Heart of Winter*

*The fifth and last part of the ED BANNISTER series. Extract from my Photography blog, Through Frog Eyes. Each month a guest photographer is featured and a short story is woven around a set of photographs. This is where photography and creative writing find a common platform. For this month, all the stories were connected in a series that ushered in Thanksgiving and Advent. Please click on the link to read the previous stories and the complete version of the story below with the full set of photographs. 

The silence was deafening in the dark apartment and Alexander felt completely out of place as the shadows of the covered furniture engulfed him. This was her sanctuary, a perfect world only a selected few were ever allowed in, and even then, one had to earn the privilege. In spite of her fame, Stefanie was known for keeping her private life almost hidden from the world, and justified it by her fierce need to create a haven for her soul in order to recover from the horrors she had to cover on assignment. This was the first time, however, that missed an appointment and had gone missing.
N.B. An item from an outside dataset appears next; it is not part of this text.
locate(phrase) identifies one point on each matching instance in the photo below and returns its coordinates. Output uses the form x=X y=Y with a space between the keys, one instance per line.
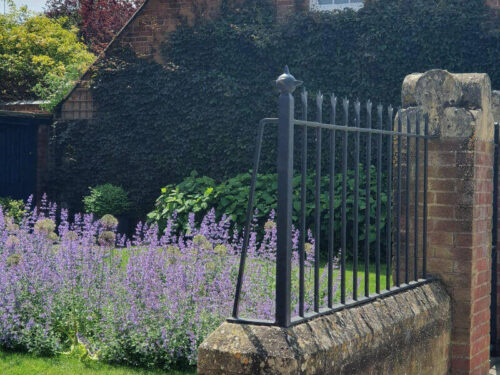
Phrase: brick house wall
x=149 y=26
x=494 y=4
x=144 y=33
Her office had no additional information to share, and to confound matters even more, they weren’t even sure where she was supposed to be.

A Perfect World ©Ed Bannister

Working with the last light of the day filtering in through the curtains, Alexander opened all the drawers and filing cabinets he could remember. He wasn’t even sure what he was looking for, but his instinct told him he would find the clues to her whereabouts here. Like him, she accepted the stories nobody else would, because there was no spouse or child to take into consideration like their other colleagues did.

Just when he was about to call it a day and stop his rummaging, Alexander’s eyes fell on an old wooden box in the kitchen that had once contained some traditional Spanish butter cookies, now obscured with age. Her mother had always sent her one each year without fail. After her mother died, Stefanie gave all the boxes away except the last one, claiming it was the Memory Box, her special place to go when everything seemed to be falling apart. His hand reached out towards the box, not really wanting to find what he suspected he would, knowing her. Nevertheless, Alexander held the container firmly with both hands, closed his eyes and took a deep breath before lifting the lid.

At first glance, the only things were symbols of a quiet passion belonging to a woman who had come to terms with her single blessedness. There were mementos of holidays, places where she had left traces of her soul and perhaps even a relationship in some obscure city in a distant country. He stared at the box for ten minutes, hesitating to plough through the items, but then he noticed a crevice in the corner.

Alexander noticed false bottom and tried to open it. After a few failed attempts, he muttered with vexation “Damn! I should have known she would have had a special mechanism built in. It wouldn’t be Stef if it were too easy. Think!” Then it struck him. Remembering the very first assignment they collaborated on in Yucatan that seemed like something straight out of an Indiana Jones movie, Alexander looked at the designs outside the box, found the two items he had a hunch would be the right ones, and simultaneously pushed in with his left thumb, and slid down with his right index.

True enough, he heard a small click and smiled, “Good girl, you remembered the veil inside the secret chamber of the cave!”  But his amusement was short-lived when he peered into the bottom of the box. There were two letters, one addressed to him, and the other to a photographer based in Thailand who was one of Alexander’s best friends.

After reading it, he put down the letter, walked to the window and stared out to the thin ice that had formed over the river that seemed black at this hour. Wiping away a tear, he pulled out his phone and typed two coded messages, one to Brussels and another to Thailand. Darkness had descended in the heart of winter.